When it comes to gaming, I will not be able to test this with current triple-A games like Fallout 3. In all fairness, Fallout 3 did come out in 2008. At 1080p ultra settings, I got an average of 55 FPS. I got a bit more ambitious and tried to play GTA V, but I only averaged 28.3 FPS.
A significant thing to remember with this card is compatibility. I had a little trouble getting it to work with Windows 10 PC, but after some tinkering, I got it working to its full capability. If you go to AMD’s website for HD 4870 drivers, the latest OS they technically support is Windows 8, but I got the Windows 7 driver working for me.
This was not a factor for me, but when this came out, one of the big selling points was its compatibility with Mac. The Mac Pro tower at the time still had parts you could swap out yourself, a novel idea, right? So with this card, you could upgrade the base model Mac Pro GPU. If you still happen to be rocking a 15-year-old Mac Pro tower.
Radeon HD 4870 Pros and Cons
- Refurbished and used cards are widely available
- Can run some games reliably at 1080p
- Only has DVI and S-Video Outputs
- VRAM is lower than modern-day standards
- Not the fasted graphics processor in the market
Radeon HD 4870: Is It a Buy?
Buy it if…
You want to own a piece of retro PC history that can still do its job in a modern-day setting. The Radeon HD 4870 is a GPU that arguably saved AMD’s GPU division, and it deserves more recognition than it gets.

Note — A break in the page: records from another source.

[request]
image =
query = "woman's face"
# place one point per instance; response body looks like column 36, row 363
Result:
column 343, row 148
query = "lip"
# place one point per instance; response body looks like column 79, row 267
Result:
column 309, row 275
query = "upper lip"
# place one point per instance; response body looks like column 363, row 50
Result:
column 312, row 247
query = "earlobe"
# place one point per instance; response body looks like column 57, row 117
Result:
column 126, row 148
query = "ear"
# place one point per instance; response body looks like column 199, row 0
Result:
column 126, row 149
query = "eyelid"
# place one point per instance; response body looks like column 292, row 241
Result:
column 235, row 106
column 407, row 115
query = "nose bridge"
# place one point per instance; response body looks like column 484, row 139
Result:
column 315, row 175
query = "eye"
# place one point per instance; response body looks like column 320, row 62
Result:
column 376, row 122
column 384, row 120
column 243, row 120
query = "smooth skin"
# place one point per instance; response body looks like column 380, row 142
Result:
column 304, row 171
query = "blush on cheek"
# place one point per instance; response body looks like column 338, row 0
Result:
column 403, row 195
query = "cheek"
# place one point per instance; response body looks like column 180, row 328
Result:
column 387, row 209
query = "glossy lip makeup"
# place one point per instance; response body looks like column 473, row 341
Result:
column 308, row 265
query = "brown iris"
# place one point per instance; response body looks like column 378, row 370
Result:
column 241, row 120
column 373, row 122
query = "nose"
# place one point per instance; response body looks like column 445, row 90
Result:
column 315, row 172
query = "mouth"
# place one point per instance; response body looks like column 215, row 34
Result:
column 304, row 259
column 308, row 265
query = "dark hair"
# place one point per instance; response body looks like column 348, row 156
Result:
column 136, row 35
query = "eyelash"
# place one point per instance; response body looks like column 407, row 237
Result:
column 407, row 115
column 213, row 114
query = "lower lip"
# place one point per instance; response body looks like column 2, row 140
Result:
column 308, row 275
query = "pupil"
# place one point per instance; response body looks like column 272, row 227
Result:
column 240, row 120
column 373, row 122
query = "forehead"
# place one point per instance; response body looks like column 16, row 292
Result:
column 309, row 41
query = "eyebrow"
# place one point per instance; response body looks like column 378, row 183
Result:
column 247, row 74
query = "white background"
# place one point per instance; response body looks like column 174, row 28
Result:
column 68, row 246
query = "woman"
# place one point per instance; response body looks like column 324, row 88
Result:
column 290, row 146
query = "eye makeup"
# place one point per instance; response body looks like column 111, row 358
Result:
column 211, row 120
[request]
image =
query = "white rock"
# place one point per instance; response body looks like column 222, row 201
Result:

If you want a cool-looking GPU to impress all your PC nerd friends with, depending on how you feel about this card’s design.
Don’t buy it if…
If you want a graphics processor that can compete with modern-day GPUs, Radeon HD 4870 might not be your best option. It’s unlikely you can game to your heart’s content on a $70 card. The 1 GB of VRAM severely limits what games are compatible with it. Some modern-day triple-A games crashed before they even launched with the HD 4870.